The Kansas Legislature has taken my voting power away, and I want it back.
When I go to the polls for the Aug. 2 primary election, I’ll do so knowing the GOP-controlled Legislature has done everything possible to disempower me and my Democratic-voting neighbors. I live in Lawrence, a community whose mostly left-leaning residents — two-thirds of the county’s presidential votes went to Joe Biden in 2020 — have long vexed Kansas Republicans. So in the latest round of congressional redistricting, they shoved us into the overwhelmingly conservative Big 1st District that has traditionally represented the western part of the state.
Lawrence is just a short drive away from the Missouri border, but now we’re part of a district that extends hundreds of miles all the way to Colorado. That does no favors to the travel budget of the region’s current representative, Republican Tracey Mann. And it’s bad for Lawrence, whose interests as a growing suburban-style community are rather different from the mostly rural issues that affect the rest of the district. That has nothing to do with partisanship and everything to do with geography. But none of that matters quite as much as entrenching the already-dominant power of the Kansas GOP. The point is to ensure Lawrence’s political irrelevance.
So what can be done? How can people in my city recover even a tiny fraction of their lost political power?
Me, I’m thinking about registering as a Republican. And I think maybe some of my Lawrence neighbors should do the same thing.

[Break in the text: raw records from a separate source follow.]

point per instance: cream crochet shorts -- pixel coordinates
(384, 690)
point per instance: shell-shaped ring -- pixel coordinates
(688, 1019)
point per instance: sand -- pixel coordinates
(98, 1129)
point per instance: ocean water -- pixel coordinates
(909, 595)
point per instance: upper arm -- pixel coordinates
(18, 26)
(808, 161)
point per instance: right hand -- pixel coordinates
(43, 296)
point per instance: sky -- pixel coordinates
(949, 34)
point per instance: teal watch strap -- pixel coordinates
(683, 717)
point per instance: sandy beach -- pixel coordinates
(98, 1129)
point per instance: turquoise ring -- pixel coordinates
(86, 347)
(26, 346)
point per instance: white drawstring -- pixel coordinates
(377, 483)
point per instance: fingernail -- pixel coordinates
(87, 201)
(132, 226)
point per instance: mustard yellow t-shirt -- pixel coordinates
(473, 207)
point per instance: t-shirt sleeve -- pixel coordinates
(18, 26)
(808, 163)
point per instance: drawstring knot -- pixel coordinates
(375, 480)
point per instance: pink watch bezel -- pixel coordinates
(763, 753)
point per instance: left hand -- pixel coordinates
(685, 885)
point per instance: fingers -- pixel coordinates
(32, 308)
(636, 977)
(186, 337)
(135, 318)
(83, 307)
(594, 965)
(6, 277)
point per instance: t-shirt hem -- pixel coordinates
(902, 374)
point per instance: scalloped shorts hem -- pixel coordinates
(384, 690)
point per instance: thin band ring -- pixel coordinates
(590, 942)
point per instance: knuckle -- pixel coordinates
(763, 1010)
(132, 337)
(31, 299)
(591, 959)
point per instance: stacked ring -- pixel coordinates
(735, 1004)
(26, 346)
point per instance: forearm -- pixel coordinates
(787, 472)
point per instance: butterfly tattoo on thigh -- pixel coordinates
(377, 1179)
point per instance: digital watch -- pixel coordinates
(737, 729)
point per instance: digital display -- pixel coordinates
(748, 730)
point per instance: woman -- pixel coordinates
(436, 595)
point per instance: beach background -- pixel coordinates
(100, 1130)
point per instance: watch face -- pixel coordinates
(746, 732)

It’s not that we share a lot of political values with the Kansas GOP. A lot of people in my city are pro-choice, enthusiastic about LGBTQ rights and welcoming on immigration. We’re emphatically not conservative. But it seems clear that the intent of the Kansas Legislature was to ensure that Republicans exercise most (if not all) of the political power in this state. So it would seem that our best option is to join up, start voting in primary elections and do our level best to pull the weight of the party somewhere closer to the center of the political spectrum.
There are precedents for this. In Colorado last month, thousands of Democrats crossed party lines to vote in the GOP primary against Rep. Lauren Boebert, the notorious pro-gun Republican. They failed in their quest, but there have been some successes: Democratic voters in Georgia are credited with helping incumbent Gov. Brian Kemp and Secretary of State Brad Raffensperger defeat challenges from Trumpist candidates in May’s GOP primary. It’s even been done locally: Anecdotally, at least, a number of Democrats registered as Republicans during the 1998 Kansas primary elections to help moderate GOP Gov. Bill Graves turn back a conservative challenger. (Not that Graves needed help: He won renomination with 72% of the vote.)
This is not the sort of thing that can be done as a one-off. Kansas law now prevents opportunistic party-jumping by prohibiting most efforts to change registration during primary campaign season — Democrats can’t suddenly decide to vote Republican, nor vice versa. So it’s too late for Lawrence liberals to flip suddenly to the GOP for next month’s primary.
That’s fine, because this is a long-term project anyway. Political power won’t be won back in a single election. Instead, centrists and left-leaning voters who find themselves suddenly locked into the 1st Congressional District should recognize history and reality — the only Democrat ever elected from the district was Howard S. Miller, who served a single term in the early 1950s — and plan accordingly.
If only Republicans are allowed to have their votes count in Kansas, the best way to make your vote count is to register as a Republican. For Lawrence Democrats, that probably requires a bit of nose-holding, but so what? If you can’t beat ‘em, the only choice is to join ‘em.